O projeto de
levar fibra ótica ao estado do Amapá deverá avançar até o fim deste ano.
A meta é interligar os municípios de Oiapoque (AP) e São Jorge, na
fronteira do Brasil com a Guiana Francesa. A conexão tem como prazo
final o dia 31 de dezembro, limite que foi definido durante a VI Reunião
Mista de Cooperação Transfronteiriça Brasil-França. O encontro ocorreu
no início deste mês em Caiena, capital da Guiana Francesa.
O objetivo
principal da ação conjunta entre Brasil e França é fazer a interligação
da rota Caiena - São Jorge - Oiapoque – Calçoene – Macapá. Caiena e São
Jorge estão na Guiana Francesa e os outros três municípios pertencem ao
estado do Amapá. O trecho entre Calçoene e Macapá já conta com cabo
óptico pela rede da Eletronorte.
Segundo o
assessor da Secretaria de Telecomunicações, Jovino Francisco Filho, que
representou o Ministério das Comunicações no encontro, representantes
dos dois países vão analisar as tecnologias disponíveis —fibra ótica,
rádio ou fibra via cabo OPGW (pela rede elétrica de alta tensão) — e
propor a melhor alternativa para levar a conexão em banda larga aos dois
municípios, que são divididos pelo rio Oiapoque.
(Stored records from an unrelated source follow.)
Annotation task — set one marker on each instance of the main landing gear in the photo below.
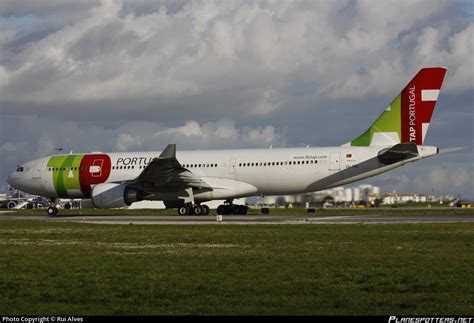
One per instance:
(228, 208)
(52, 209)
(190, 209)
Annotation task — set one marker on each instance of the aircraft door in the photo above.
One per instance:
(37, 169)
(335, 161)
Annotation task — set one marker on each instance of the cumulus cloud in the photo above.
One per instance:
(116, 51)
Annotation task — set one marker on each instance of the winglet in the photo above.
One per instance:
(169, 152)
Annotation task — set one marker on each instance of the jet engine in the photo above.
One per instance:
(113, 195)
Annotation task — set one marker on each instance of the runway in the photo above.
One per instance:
(232, 219)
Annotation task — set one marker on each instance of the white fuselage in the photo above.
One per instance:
(236, 173)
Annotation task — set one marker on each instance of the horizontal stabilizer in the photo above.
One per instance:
(450, 150)
(398, 153)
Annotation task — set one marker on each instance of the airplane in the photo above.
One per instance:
(187, 179)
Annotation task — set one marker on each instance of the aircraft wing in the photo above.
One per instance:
(165, 174)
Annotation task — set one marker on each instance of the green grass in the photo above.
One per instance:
(255, 211)
(74, 268)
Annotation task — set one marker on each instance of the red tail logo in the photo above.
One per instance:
(418, 102)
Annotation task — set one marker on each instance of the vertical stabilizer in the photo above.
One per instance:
(408, 116)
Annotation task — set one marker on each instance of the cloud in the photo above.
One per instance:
(113, 52)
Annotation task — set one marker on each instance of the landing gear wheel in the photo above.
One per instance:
(224, 210)
(236, 209)
(52, 210)
(243, 209)
(184, 210)
(198, 210)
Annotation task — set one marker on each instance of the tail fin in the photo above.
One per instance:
(408, 116)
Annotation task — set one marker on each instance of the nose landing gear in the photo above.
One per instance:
(229, 208)
(190, 209)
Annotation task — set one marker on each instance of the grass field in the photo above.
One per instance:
(74, 268)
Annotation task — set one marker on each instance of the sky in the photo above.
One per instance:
(138, 75)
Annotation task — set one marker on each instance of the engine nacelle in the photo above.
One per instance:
(113, 195)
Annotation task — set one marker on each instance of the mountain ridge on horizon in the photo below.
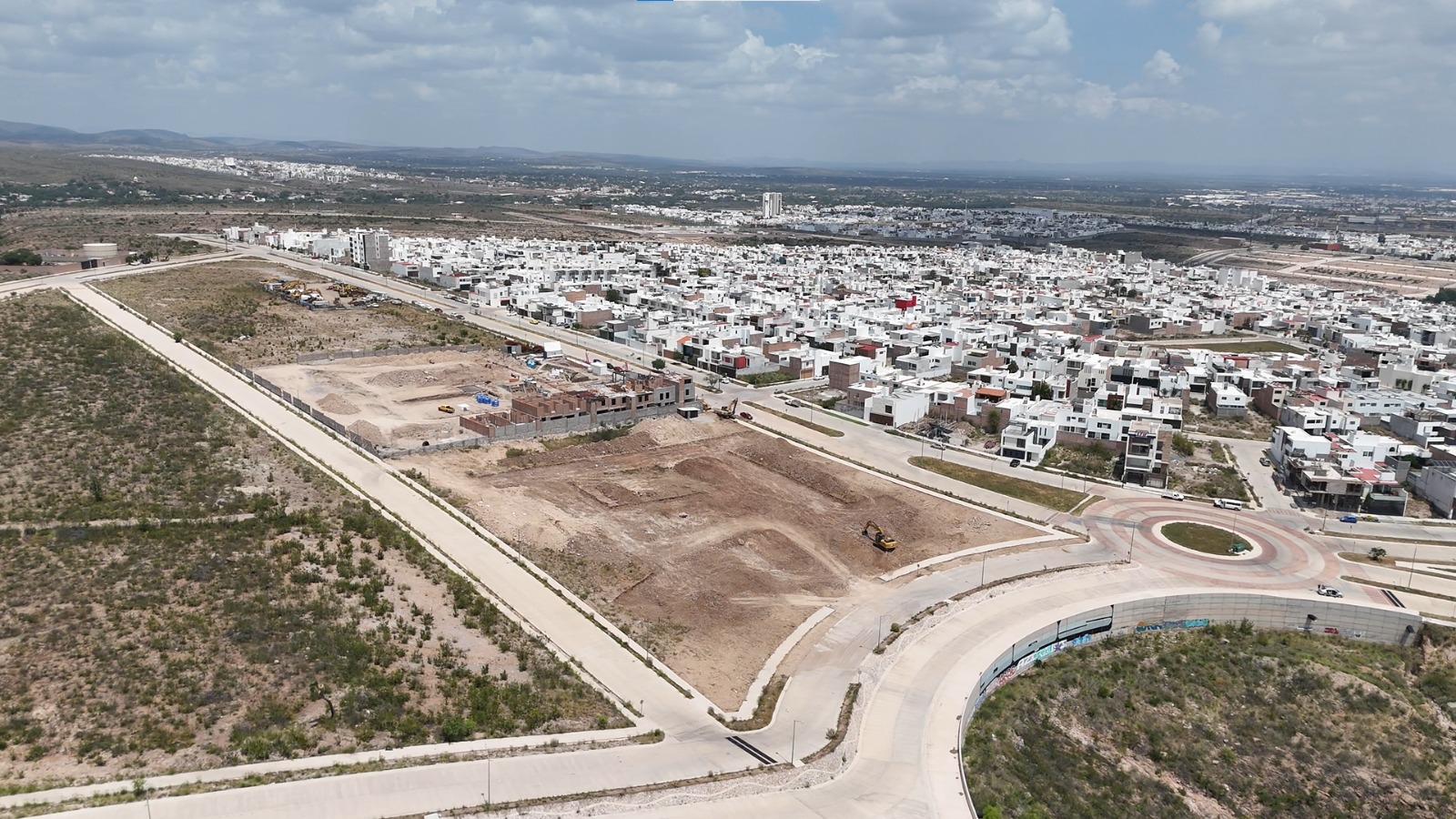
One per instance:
(159, 138)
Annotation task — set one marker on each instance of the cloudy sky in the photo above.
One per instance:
(1340, 85)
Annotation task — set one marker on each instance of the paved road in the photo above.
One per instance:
(900, 763)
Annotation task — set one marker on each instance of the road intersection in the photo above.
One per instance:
(895, 760)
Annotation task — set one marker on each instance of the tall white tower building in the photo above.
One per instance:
(772, 205)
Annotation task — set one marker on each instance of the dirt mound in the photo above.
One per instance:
(337, 404)
(708, 551)
(369, 431)
(410, 433)
(672, 430)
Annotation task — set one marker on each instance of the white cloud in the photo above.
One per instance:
(703, 79)
(1208, 35)
(1162, 69)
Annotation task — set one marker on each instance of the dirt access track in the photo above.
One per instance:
(706, 541)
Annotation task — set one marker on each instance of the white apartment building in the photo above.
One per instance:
(772, 205)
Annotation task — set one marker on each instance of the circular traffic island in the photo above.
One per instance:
(1208, 540)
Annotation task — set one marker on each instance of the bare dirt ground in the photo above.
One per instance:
(1343, 268)
(223, 308)
(395, 399)
(705, 541)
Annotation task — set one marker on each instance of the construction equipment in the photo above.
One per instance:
(881, 540)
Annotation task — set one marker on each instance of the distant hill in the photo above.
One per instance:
(805, 169)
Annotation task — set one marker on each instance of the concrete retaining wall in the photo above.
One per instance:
(1181, 612)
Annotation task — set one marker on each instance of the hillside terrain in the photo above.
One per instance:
(1223, 722)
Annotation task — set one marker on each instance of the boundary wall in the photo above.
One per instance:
(1181, 612)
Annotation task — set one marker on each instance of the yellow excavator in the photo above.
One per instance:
(881, 540)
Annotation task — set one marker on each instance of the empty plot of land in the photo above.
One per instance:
(705, 541)
(395, 399)
(1350, 270)
(225, 309)
(271, 617)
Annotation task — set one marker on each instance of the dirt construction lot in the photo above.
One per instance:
(395, 399)
(710, 542)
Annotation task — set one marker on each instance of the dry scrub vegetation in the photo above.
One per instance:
(302, 624)
(1223, 722)
(223, 309)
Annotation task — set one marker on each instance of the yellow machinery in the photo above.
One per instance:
(881, 540)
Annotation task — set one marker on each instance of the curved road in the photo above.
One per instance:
(902, 758)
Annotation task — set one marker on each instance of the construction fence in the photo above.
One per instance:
(312, 358)
(490, 433)
(303, 407)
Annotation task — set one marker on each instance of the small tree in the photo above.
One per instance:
(21, 257)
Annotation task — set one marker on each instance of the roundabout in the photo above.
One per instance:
(1212, 541)
(1283, 555)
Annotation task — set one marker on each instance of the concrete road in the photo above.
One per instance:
(902, 763)
(523, 593)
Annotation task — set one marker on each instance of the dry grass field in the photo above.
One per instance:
(223, 308)
(181, 592)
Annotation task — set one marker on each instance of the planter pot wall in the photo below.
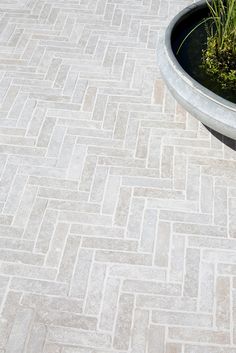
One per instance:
(212, 110)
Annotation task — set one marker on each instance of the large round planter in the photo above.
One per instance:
(212, 110)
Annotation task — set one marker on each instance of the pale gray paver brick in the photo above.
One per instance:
(117, 208)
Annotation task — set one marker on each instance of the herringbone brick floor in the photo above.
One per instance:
(118, 209)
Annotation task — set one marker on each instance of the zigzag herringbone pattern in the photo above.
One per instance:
(118, 209)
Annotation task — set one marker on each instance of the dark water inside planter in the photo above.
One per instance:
(190, 54)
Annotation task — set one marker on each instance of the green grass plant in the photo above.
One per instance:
(219, 58)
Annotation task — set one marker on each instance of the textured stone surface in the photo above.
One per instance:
(117, 208)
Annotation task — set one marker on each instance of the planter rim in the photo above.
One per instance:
(184, 75)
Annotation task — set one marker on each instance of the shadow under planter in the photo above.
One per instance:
(200, 96)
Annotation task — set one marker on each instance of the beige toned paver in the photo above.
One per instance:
(117, 208)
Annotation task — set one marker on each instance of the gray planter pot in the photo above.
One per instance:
(213, 111)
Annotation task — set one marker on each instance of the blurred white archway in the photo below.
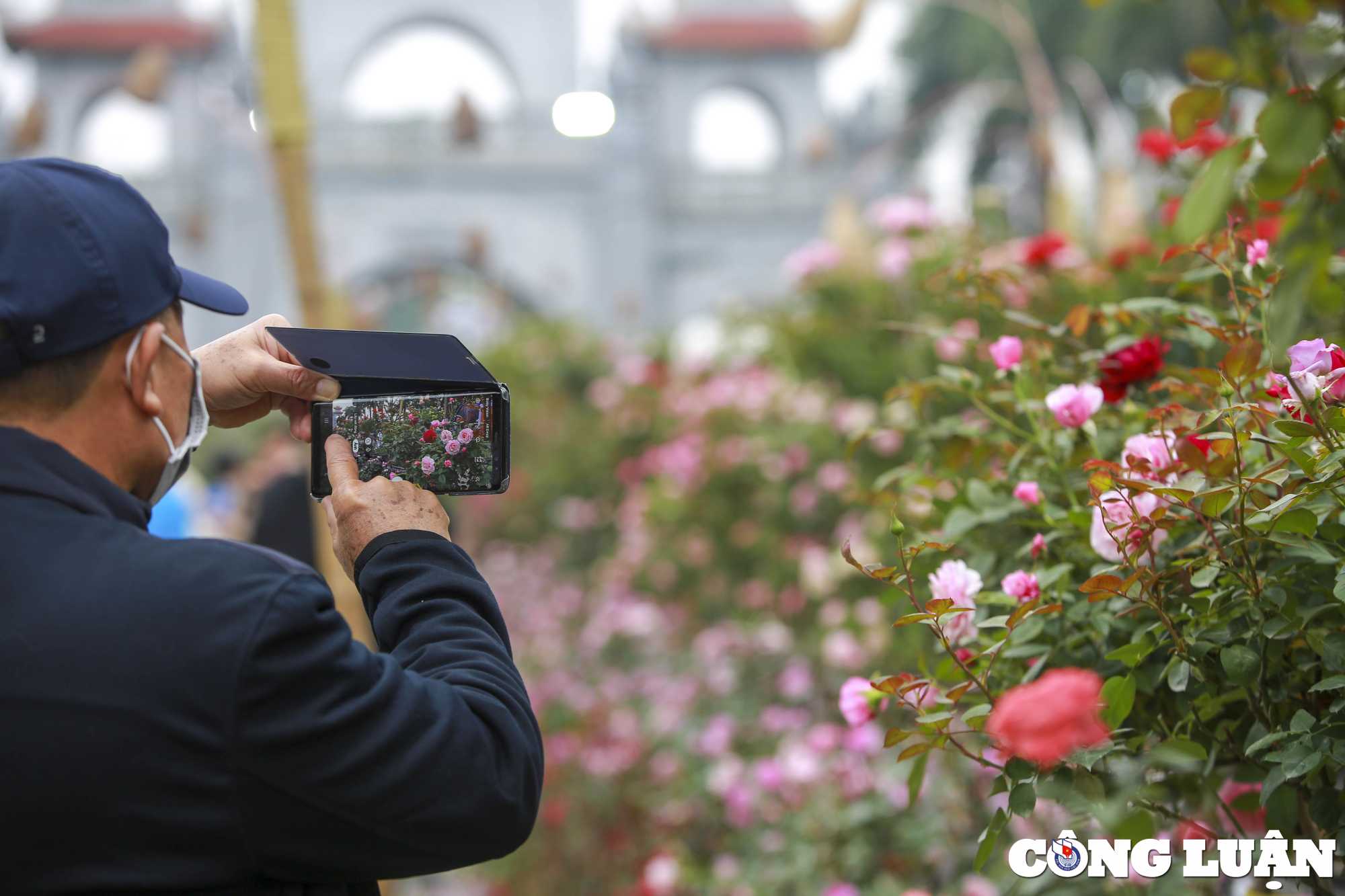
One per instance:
(126, 136)
(735, 131)
(423, 71)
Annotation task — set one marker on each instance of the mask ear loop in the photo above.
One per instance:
(198, 397)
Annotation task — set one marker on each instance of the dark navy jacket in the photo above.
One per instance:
(194, 717)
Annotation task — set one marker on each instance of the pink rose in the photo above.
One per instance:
(857, 698)
(899, 214)
(1144, 456)
(895, 257)
(1257, 252)
(1007, 352)
(1023, 585)
(977, 885)
(1114, 525)
(1039, 544)
(813, 259)
(956, 581)
(866, 739)
(1312, 356)
(1051, 717)
(1028, 493)
(1074, 405)
(841, 888)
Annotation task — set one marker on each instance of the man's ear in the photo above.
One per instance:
(141, 381)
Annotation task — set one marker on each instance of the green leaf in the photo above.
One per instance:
(1293, 131)
(1242, 663)
(1303, 721)
(1299, 760)
(1273, 780)
(1187, 748)
(1118, 693)
(1179, 674)
(1192, 107)
(1334, 651)
(1211, 64)
(1208, 197)
(988, 840)
(1132, 654)
(1300, 520)
(1262, 743)
(1089, 786)
(1335, 682)
(1023, 799)
(1293, 428)
(1217, 503)
(1136, 826)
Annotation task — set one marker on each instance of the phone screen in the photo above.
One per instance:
(445, 443)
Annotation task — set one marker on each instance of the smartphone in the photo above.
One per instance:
(446, 443)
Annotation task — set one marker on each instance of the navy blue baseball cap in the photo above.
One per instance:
(83, 260)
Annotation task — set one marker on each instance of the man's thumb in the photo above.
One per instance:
(342, 469)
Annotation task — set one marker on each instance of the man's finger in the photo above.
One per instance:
(332, 517)
(299, 382)
(342, 469)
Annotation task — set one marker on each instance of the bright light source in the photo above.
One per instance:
(584, 115)
(127, 136)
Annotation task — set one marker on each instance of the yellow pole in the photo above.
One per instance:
(287, 118)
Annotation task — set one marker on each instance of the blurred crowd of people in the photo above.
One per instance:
(260, 498)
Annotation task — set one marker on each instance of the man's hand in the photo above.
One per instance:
(360, 512)
(248, 374)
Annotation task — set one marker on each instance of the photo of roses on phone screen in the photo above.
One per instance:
(443, 443)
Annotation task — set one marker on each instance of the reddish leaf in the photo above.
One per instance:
(1242, 360)
(895, 736)
(913, 751)
(1101, 583)
(1017, 616)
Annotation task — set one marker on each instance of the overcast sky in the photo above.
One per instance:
(847, 76)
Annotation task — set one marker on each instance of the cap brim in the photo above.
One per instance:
(210, 294)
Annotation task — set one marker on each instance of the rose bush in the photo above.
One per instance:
(1116, 564)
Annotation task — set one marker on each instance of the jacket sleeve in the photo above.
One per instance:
(360, 766)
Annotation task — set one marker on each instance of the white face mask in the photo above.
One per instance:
(198, 421)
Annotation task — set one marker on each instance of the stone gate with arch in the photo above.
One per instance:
(627, 231)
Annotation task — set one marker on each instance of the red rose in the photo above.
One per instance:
(1207, 142)
(1051, 717)
(1159, 146)
(1042, 249)
(1137, 361)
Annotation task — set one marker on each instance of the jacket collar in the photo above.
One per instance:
(33, 466)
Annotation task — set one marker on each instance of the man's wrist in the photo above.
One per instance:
(379, 542)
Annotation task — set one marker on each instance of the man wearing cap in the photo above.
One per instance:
(193, 716)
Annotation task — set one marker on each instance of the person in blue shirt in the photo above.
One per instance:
(192, 716)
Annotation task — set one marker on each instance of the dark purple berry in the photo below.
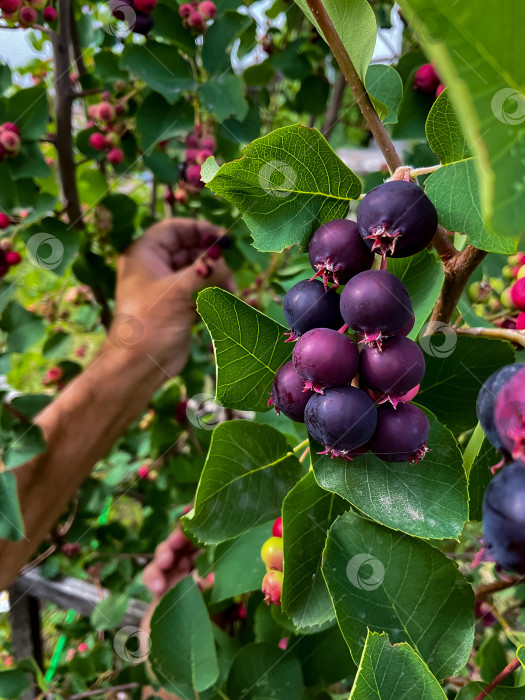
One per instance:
(337, 251)
(394, 370)
(504, 518)
(401, 434)
(325, 358)
(307, 305)
(487, 401)
(342, 419)
(397, 219)
(509, 415)
(288, 396)
(376, 304)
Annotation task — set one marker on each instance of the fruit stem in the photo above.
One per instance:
(510, 668)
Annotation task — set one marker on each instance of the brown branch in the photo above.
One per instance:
(332, 113)
(510, 668)
(64, 136)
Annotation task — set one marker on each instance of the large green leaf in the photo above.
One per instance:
(422, 274)
(249, 349)
(308, 512)
(485, 76)
(284, 183)
(414, 593)
(249, 470)
(356, 25)
(456, 368)
(182, 643)
(427, 499)
(389, 672)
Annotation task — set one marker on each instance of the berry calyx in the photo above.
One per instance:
(325, 358)
(337, 252)
(307, 306)
(397, 219)
(272, 553)
(376, 304)
(401, 434)
(272, 587)
(342, 420)
(288, 395)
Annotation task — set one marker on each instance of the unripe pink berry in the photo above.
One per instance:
(115, 156)
(50, 14)
(207, 9)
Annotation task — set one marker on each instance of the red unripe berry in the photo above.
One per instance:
(277, 529)
(12, 258)
(207, 9)
(517, 294)
(27, 16)
(272, 553)
(116, 156)
(50, 14)
(426, 79)
(97, 141)
(272, 587)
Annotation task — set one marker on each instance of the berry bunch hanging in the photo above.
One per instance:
(353, 401)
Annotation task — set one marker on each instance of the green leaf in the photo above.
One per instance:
(488, 99)
(239, 568)
(161, 67)
(456, 368)
(385, 87)
(11, 521)
(355, 23)
(389, 672)
(423, 275)
(308, 512)
(182, 643)
(427, 499)
(387, 582)
(224, 96)
(249, 349)
(248, 471)
(262, 671)
(286, 182)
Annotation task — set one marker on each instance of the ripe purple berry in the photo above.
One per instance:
(325, 358)
(337, 251)
(377, 304)
(288, 395)
(394, 370)
(343, 419)
(307, 305)
(401, 434)
(397, 219)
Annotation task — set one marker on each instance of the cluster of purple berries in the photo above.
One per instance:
(501, 413)
(355, 401)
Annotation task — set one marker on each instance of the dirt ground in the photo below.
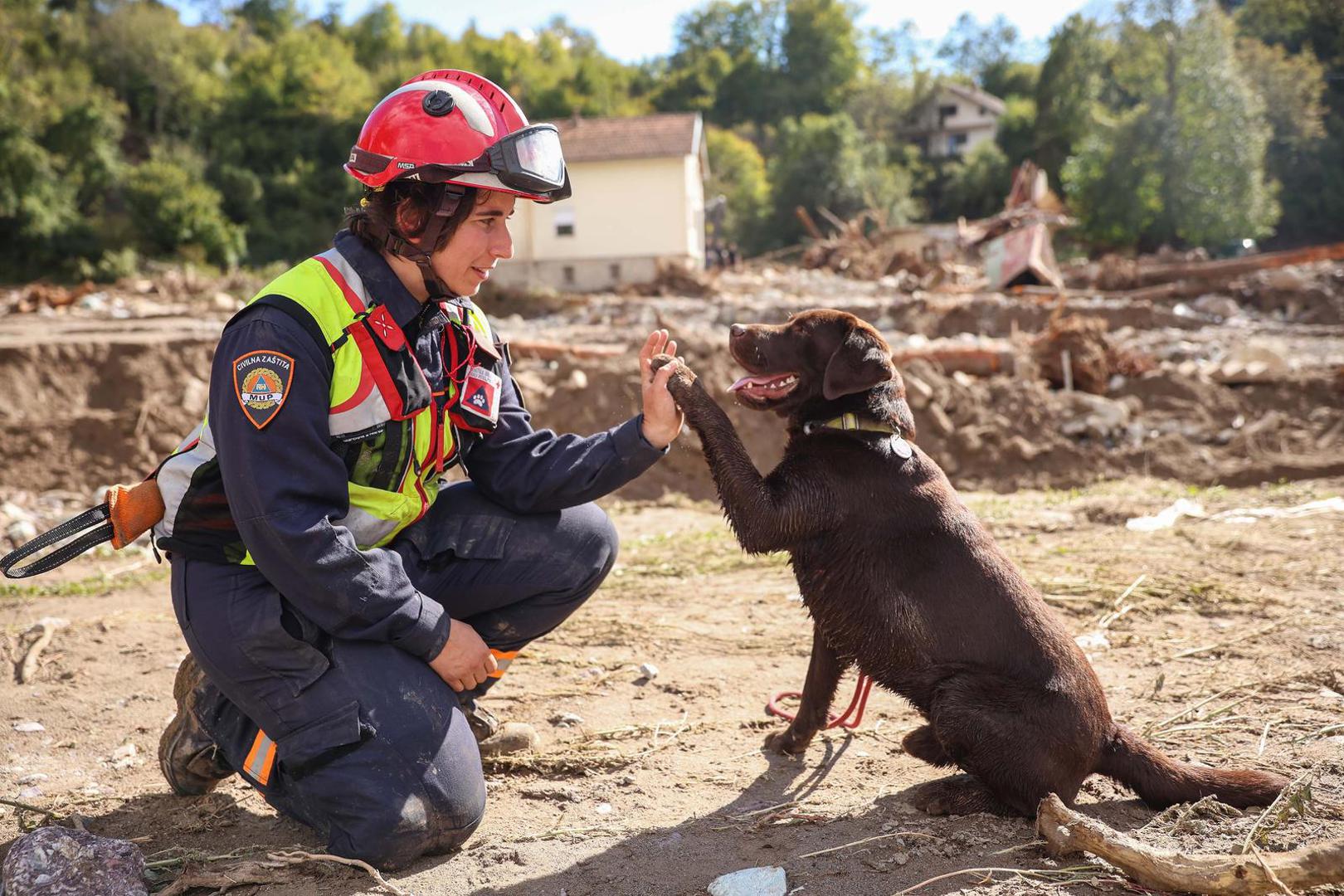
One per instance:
(1222, 641)
(1225, 646)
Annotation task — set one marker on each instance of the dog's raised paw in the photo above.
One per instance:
(956, 796)
(786, 743)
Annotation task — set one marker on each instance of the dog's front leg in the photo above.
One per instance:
(767, 514)
(819, 691)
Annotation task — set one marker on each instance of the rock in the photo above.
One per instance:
(195, 394)
(15, 512)
(1218, 305)
(1093, 416)
(566, 719)
(223, 303)
(21, 533)
(942, 423)
(62, 861)
(918, 392)
(752, 881)
(1283, 280)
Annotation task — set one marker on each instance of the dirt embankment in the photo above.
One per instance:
(95, 401)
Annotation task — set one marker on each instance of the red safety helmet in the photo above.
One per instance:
(453, 127)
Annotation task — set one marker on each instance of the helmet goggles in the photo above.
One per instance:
(528, 162)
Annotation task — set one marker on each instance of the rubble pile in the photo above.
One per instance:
(1074, 353)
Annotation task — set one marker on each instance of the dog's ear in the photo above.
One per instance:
(856, 366)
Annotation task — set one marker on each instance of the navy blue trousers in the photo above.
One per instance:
(371, 747)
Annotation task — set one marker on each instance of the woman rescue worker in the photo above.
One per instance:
(335, 597)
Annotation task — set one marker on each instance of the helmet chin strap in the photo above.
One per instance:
(399, 246)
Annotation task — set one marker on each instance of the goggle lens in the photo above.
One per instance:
(539, 155)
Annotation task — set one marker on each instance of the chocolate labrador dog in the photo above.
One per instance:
(903, 581)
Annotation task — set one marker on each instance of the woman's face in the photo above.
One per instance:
(479, 242)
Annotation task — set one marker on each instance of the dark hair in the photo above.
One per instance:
(377, 212)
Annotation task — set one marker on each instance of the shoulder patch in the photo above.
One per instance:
(261, 382)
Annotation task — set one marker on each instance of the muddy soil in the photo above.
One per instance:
(1227, 652)
(99, 399)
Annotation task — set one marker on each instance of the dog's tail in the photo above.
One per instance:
(1161, 781)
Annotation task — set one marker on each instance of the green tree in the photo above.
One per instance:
(1069, 90)
(827, 162)
(976, 184)
(973, 49)
(177, 212)
(167, 74)
(1311, 173)
(728, 62)
(1018, 130)
(821, 56)
(1198, 136)
(738, 175)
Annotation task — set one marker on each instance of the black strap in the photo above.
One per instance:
(300, 316)
(91, 527)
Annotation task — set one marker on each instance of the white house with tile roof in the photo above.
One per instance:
(957, 119)
(637, 203)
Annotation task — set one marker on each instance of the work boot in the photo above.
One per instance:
(494, 738)
(188, 757)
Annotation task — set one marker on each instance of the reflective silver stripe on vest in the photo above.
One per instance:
(368, 528)
(373, 409)
(175, 475)
(368, 412)
(261, 758)
(348, 271)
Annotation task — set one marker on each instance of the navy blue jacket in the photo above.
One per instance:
(285, 484)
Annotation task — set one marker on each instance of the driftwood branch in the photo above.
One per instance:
(550, 351)
(1066, 832)
(42, 635)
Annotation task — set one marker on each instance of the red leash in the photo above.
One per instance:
(856, 705)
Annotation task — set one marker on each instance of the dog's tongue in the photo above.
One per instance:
(752, 381)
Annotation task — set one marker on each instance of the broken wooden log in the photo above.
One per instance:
(42, 633)
(968, 359)
(1068, 832)
(1229, 269)
(548, 351)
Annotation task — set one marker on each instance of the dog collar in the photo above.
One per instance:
(850, 422)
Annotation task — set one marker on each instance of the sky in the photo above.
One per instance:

O próximo encontro da comissão mista será realizado na segunda semana de outubro, em Brasília.
Projeto vai expandir banda larga e reforçar rota Brasil-Guiana
A iniciativa é
considerada vantajosa para os dois países. De um lado, pertimirá que o
Brasil estenda o acesso em banda larga às localidades de Oiapoque,
Calçoene, Amapá, Tartarugalzinho e outras situadas no eixo Oiapoque –
Macapá. De outro, vai tornar viável, para a Guiana, a extensão de fibra
óptica de Caiena até Oiapoque e a sua ligação ao Brasil.
Segundo Jovino
Filho, já existe um projeto que interligará Macapá à malha do backbone
nacional de fibra ótica a partir de Tucuruí (PA). A obra está em
andamento e tem previsão de ser concluída até 2014.
A fibra ótica,
utilizada como base de diversos serviços de telecomunicações, permite
que a transmissão de sons, imagens e, sobretudo, dados seja realizada de
forma mais eficiente, rápida e sem interferências. Além disso,
apresenta maior capacidade de banda e melhor relação custo-benefício. De
acordo com Jovino, atualmente a conexão no Amapá é feita por satélite.